A slider was summoned and they went about the city, Ramarren asking appropriate questions and the Shing replying as they saw fit. Abundibot described elaborately how all of Es Toch, towers, bridges, streets and palaces, had been built overnight a thousand years ago, on a river-isle on the other side of the planet, and how from century to century whenever they felt inclined the Lords of Earth summoned their wondrous machines and instruments to move the whole city to a new site suiting their whim. It was a pretty tale; and Orry was too benumbed with drugs and persuasions to disbelieve anything, while if Ramarren believed or not was little matter. Abundibot evidently told lies for the mere pleasure of it. Perhaps it was the only pleasure he knew. There were elaborate descriptions also of how Earth was governed, how most of the Shing spent their lives among common men, disguised as mere "natives" but working for the master plan emanating from Es Toch, how carefree and content most of humanity was in their knowledge that the Shing would keep the peace and bear the burdens, how arts and learning were gently encouraged and rebellious and destructive elements as gently repressed.
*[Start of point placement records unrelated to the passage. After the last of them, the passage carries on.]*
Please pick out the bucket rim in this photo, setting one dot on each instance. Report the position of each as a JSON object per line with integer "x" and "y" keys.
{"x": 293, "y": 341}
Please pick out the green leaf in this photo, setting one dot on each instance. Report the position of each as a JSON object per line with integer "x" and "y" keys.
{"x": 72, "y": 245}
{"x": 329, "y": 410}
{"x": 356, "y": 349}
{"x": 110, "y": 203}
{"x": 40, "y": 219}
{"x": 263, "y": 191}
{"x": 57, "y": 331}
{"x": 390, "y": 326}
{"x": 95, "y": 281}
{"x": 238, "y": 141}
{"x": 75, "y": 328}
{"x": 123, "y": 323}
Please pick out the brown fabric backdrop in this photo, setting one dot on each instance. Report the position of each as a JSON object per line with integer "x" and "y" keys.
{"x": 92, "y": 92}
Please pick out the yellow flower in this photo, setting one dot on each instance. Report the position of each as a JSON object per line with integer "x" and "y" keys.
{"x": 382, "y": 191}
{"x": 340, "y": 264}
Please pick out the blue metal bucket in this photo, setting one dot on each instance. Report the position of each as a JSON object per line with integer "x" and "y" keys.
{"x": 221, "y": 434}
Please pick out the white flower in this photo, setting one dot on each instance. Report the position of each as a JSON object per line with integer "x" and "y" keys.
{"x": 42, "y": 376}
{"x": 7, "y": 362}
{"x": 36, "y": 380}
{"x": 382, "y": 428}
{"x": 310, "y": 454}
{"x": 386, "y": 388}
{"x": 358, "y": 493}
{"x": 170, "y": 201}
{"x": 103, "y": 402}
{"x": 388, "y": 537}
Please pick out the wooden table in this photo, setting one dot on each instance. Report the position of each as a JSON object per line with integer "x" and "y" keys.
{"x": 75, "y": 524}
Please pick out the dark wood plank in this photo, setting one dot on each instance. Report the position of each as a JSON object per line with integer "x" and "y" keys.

A planet of humble people, in their humble little cottages and peaceful tribes and townlets; no warring, no killing, no crowding; the old achievements and ambitions forgotten; almost a race of children, protected by the firm kindly guidance and the invulnerable technological strength of the Shing caste——
The story went on and on, always the same with variations, soothing and reassuring. It was no wonder the poor waif Orry believed it; Ramarren would have believed most of it, if he had not had Falk's memories of the Forest and the Plains to show the rather subtle but total falseness of it. Falk had not lived on Earth among children, but among men, brutalized, suffering, and impassioned.
That day they showed Ramarren all over Es Toch, which seemed to him who had lived among the old streets of Wegest and in the great Winterhouses of Kaspool a sham city, vapid and artificial, impressive only by its fantastic natural setting. Then they began to take him and Orry about the world by aircar and planetary car, all-day tours under the guidance of Abundibot or Ken Kenyek, jaunts to each of Earth's continents and even out to the desolate and long-abandoned Moon. The days went on; they went on playing the play for Orry's benefit, wooing Ramarren till they got from him what they wanted to know. Though he was directly or electronically watched at every moment, visually and telepathically, he was in no way restrained; evidently they felt they had nothing to fear from him now.
Perhaps they would let him go home with Orry, then. Perhaps they thought him harmless enough, in his ignorance, to be allowed to leave Earth with his readjusted mind intact.
But he could buy his escape from Earth only with the information they wanted, the location of Werel. So far he had told them nothing and they had asked nothing more.
Did it so much matter, after all, if the Shing knew where Werel was?
It did. Though they might not be planning any immediate attack on this potential enemy, they might well be planning to send a robot monitor out after the
New Alterra,
with an ansible transmitter aboard to make instantaneous report to them of any preparation for interstellar flight on Werel. The ansible would give them a hundred and forty year start on the Werelians; they could stop an expedition to Terra before it started. The one advantage that Werel possessed tactically over the Shing was the fact that the Shing did not know where it was and might have to spend several centuries looking for it. Ramarren could buy a chance of escape only at the price of certain peril for the world to which he was responsible.